Ever since I got married, I’ve been on the receiving end of some of the weirdest questions in existence: relationship advice. While certainly my relationship is one of the most amazing things that just works in my life (yes, mentally, psychologically and physically), I’ve never been particularly comfortable with talking about it. As if it was something out of time or I would jinx it by using it as an example. With the years that changed, simply because I saw how people in other relationships really use a system of powers and pressure that is completely absent from my marriage. It goes to show that when you really don’t want to be an example, you end up being one even more so. Or in other words I really had to say something about the usual relationship mistakes. What a shocker. The girl that waited until the age of 28 to get some action, actually had something to say about relationships. Who knows, I might just make a series out of this.

One thing that always seems to be a present bystander of any relationships are annoyances. The small things that the other does that keep upsetting you, that suddenly are the only thing that you see, hear, smell and yourself can think about. Does your spouse love rearranging the towels in your bathroom once you’re just out of the shower and actually have just finished putting them on the rack? Seriously, as if your way of folding them was so wrong and he needs to be cleaning up behind you. How insulting. How infuriating. How utterly useless and what a loss of time…!

Stop.

That’s right. Stop.

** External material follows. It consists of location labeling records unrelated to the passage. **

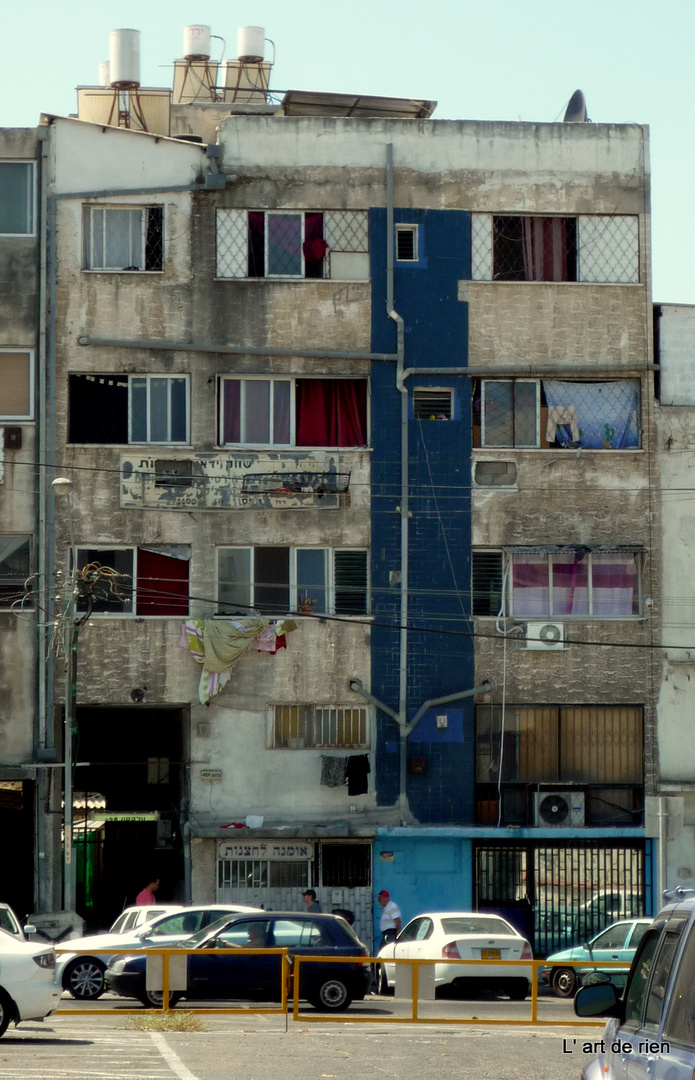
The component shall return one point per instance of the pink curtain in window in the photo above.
(544, 248)
(331, 413)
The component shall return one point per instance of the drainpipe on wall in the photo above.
(405, 510)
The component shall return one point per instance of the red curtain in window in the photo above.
(545, 256)
(331, 413)
(162, 584)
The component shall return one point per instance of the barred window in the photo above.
(295, 244)
(541, 413)
(305, 727)
(588, 248)
(123, 238)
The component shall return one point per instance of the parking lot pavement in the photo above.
(258, 1048)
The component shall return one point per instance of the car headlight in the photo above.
(44, 959)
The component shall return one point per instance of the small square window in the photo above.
(407, 243)
(432, 404)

That’s the right moment to stop the thoughts that start gathering momentum at the first occurrence, at the second have gained the physical force of an avalanche and at the 10th are reason enough to kick the other out of your home, life and future will.

Our minds and worlds are not permeable to everything and our thoughts and motivations aren’t visible to the outside. All the outside sees are actions. And with the wish to understand that should be infusing every relationship (lover or not), we start conjecturing, constructing and analyzing. And since we already are upset, the only explanation is tainted by annoyance. Only in rare occasions could we think that there was a good explanation to these actions. After all what possible GOOD explanation can there be to the fact of my husband rearranging the towels in our bathroom that were already stowed on a rack and thus per definition the bathroom cleaned up?

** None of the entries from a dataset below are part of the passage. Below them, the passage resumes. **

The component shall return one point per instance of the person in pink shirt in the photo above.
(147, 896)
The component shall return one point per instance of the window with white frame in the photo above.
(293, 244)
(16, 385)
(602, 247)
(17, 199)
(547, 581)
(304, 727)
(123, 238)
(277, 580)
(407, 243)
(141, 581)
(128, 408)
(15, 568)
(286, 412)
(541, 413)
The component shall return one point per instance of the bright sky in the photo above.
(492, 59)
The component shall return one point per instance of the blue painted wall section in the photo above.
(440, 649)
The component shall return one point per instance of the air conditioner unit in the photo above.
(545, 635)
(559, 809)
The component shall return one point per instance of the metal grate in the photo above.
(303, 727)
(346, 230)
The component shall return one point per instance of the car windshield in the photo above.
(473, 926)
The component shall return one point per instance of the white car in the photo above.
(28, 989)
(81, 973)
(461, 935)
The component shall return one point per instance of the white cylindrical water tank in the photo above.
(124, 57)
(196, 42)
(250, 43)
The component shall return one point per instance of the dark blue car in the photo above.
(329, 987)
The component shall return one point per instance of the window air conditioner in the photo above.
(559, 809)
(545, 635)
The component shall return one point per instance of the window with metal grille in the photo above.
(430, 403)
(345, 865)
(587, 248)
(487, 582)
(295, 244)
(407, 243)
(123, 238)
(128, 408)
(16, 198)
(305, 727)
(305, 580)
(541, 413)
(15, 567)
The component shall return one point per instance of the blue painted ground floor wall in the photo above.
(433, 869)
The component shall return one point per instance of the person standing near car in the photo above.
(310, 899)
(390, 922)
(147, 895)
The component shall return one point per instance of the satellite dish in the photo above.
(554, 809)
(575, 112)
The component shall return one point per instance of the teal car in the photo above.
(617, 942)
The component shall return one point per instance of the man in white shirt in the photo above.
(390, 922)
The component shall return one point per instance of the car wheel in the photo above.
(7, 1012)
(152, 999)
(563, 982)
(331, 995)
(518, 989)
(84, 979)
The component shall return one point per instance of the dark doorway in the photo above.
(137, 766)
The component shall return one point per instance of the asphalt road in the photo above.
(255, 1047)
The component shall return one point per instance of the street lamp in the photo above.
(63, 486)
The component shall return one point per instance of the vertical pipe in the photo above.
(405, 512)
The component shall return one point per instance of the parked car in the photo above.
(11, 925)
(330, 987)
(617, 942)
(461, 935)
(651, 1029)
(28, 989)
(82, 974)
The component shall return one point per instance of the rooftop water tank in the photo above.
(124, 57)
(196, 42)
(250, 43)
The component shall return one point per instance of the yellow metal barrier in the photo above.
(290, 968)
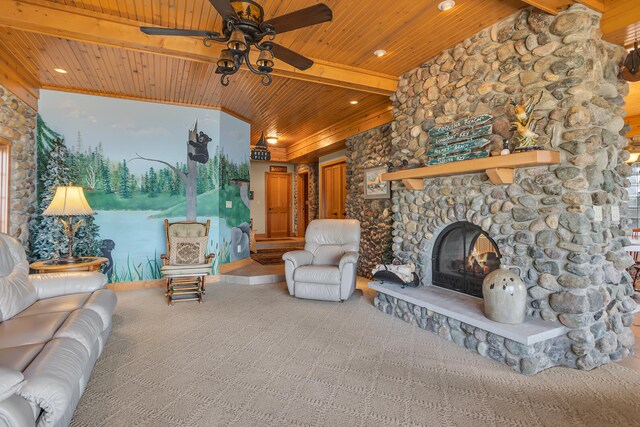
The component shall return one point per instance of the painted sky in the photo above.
(128, 127)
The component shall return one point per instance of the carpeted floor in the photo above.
(252, 355)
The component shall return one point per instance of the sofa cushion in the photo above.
(18, 358)
(82, 325)
(16, 291)
(30, 329)
(66, 303)
(317, 274)
(54, 380)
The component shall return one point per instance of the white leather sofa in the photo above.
(53, 327)
(326, 268)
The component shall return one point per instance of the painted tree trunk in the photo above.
(191, 184)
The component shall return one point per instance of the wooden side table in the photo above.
(50, 266)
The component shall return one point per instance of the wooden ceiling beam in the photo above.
(16, 79)
(92, 27)
(634, 122)
(551, 6)
(334, 136)
(619, 14)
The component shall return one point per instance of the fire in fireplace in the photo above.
(463, 255)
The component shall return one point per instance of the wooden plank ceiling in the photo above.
(411, 31)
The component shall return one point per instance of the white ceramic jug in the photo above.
(505, 296)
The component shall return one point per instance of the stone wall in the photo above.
(369, 149)
(573, 265)
(17, 125)
(314, 199)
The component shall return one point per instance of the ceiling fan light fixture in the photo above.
(226, 59)
(237, 41)
(446, 5)
(265, 60)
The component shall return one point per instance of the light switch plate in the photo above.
(615, 214)
(597, 213)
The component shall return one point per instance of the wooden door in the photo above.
(303, 202)
(334, 190)
(278, 199)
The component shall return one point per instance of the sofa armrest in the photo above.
(57, 284)
(10, 382)
(348, 258)
(298, 258)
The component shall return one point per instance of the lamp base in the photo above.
(69, 260)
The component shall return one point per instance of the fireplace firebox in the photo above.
(463, 255)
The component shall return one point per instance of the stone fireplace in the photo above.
(563, 225)
(463, 255)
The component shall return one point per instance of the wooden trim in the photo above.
(634, 122)
(5, 186)
(322, 214)
(16, 79)
(266, 198)
(100, 28)
(511, 161)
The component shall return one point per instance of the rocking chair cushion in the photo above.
(186, 270)
(187, 250)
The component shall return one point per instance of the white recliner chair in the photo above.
(326, 268)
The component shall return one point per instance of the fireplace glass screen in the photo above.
(462, 256)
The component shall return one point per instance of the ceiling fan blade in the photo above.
(155, 31)
(289, 56)
(224, 8)
(301, 18)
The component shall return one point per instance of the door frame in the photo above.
(300, 193)
(323, 166)
(266, 202)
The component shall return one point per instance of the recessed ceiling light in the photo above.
(446, 5)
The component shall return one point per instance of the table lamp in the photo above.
(69, 201)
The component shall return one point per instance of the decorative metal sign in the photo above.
(459, 147)
(460, 125)
(462, 136)
(468, 142)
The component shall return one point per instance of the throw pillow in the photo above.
(187, 250)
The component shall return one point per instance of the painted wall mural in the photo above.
(140, 163)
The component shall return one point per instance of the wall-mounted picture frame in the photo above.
(374, 186)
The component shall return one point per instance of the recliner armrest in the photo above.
(57, 284)
(348, 258)
(298, 258)
(10, 382)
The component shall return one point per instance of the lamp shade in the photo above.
(69, 201)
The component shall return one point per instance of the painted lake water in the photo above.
(140, 240)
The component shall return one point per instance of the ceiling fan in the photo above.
(243, 26)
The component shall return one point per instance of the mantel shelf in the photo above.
(500, 169)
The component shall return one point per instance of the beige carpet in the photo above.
(255, 356)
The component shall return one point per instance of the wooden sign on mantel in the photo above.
(468, 142)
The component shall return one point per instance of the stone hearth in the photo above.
(558, 223)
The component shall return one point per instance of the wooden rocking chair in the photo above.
(186, 264)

Asking would help. Talking about it would help. Breaking the cycle of ‘he’s just not happy with the way I do things. Tough.’ would certainly help. Because if you do, you’d be able to realise that there is no mean thought behind it, but that he likes doing it, that he’s not even realising that he’s doing it and that the way he does it, they DO use less space and dry faster.

Just like our motivations are not painted onto our actions, our partner doesn’t have a priviledged way into our mind or suddenly doted with the gift of telepathy to see what upsets us and what doesn’t. The debt of communication lies always on both sides of the couple. It’s the most important step any relationship can take. And one I’ve not lastly understood thanks to living my relationship over Skype for two years.

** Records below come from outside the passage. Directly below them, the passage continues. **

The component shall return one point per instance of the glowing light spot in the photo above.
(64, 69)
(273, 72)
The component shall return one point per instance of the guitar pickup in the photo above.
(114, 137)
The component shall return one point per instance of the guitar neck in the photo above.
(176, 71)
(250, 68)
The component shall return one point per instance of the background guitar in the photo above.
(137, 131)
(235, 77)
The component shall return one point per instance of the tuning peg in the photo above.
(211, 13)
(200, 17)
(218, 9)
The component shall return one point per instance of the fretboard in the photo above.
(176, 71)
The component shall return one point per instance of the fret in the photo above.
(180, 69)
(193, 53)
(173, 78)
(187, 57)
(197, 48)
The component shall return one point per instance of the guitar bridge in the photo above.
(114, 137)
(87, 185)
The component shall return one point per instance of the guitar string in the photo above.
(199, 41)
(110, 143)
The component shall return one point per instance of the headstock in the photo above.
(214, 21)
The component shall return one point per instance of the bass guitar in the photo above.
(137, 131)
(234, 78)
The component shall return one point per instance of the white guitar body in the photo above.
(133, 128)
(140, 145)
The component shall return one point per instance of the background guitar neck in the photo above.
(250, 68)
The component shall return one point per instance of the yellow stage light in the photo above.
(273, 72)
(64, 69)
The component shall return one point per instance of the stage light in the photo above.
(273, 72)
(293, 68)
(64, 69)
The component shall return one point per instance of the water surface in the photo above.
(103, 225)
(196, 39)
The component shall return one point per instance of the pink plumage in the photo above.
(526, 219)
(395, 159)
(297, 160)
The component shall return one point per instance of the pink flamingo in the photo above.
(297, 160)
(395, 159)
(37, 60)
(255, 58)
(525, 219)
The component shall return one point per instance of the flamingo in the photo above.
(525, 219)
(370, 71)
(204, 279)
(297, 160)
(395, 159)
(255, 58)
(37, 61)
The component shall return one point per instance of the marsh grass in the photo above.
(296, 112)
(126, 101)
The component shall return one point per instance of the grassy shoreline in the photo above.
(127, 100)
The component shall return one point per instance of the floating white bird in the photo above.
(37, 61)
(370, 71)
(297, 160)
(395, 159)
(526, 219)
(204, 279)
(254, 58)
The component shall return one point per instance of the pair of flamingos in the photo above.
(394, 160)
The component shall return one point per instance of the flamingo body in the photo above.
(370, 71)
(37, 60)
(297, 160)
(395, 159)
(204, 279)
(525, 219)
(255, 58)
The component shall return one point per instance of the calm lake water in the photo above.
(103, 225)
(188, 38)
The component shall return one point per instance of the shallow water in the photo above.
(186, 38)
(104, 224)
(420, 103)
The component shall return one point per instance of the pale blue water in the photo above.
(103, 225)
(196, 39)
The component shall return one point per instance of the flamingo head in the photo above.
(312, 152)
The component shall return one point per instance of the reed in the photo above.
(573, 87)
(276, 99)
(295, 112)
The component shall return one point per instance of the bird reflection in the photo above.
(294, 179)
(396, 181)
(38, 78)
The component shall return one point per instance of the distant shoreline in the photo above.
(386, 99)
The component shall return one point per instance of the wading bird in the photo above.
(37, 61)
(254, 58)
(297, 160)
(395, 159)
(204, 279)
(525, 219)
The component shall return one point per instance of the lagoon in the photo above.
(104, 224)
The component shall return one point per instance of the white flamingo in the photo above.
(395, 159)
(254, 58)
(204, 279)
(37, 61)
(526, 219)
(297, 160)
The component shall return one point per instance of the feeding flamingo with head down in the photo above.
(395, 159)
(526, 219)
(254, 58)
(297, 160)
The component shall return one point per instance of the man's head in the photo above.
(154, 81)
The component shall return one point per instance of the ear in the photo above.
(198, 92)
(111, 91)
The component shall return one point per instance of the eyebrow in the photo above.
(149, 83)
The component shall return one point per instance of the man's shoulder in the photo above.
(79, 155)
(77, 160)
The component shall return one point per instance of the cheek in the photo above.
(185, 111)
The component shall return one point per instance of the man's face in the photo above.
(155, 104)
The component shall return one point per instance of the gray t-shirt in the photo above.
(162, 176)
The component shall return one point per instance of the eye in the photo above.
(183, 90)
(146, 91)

Not communicating even the upsetting things is not in any possible way something that ’spares’ your partner. (Even though you can wait to spill it all until a difficult moment has passed for instance.) Not stating what goes wrong only suffocates your relationship under the silence and eventually the annoyance will grow so strong, the cover of silence can’t cover it anymore. Because the key to annoyance is: it can’t be evacuated other than by addressing it.

NB. In case you were wondering… yes, my love does rearrange our towels and it took me a while to realise the level of absent thought behind it and that it was just a way of neatly putting things in our apartment. Doesn’t mean hubby doesn’t like the way I clean or the way I hold our house together OR the way I fold the towels. I still love him. He’s a quirk. But so am I.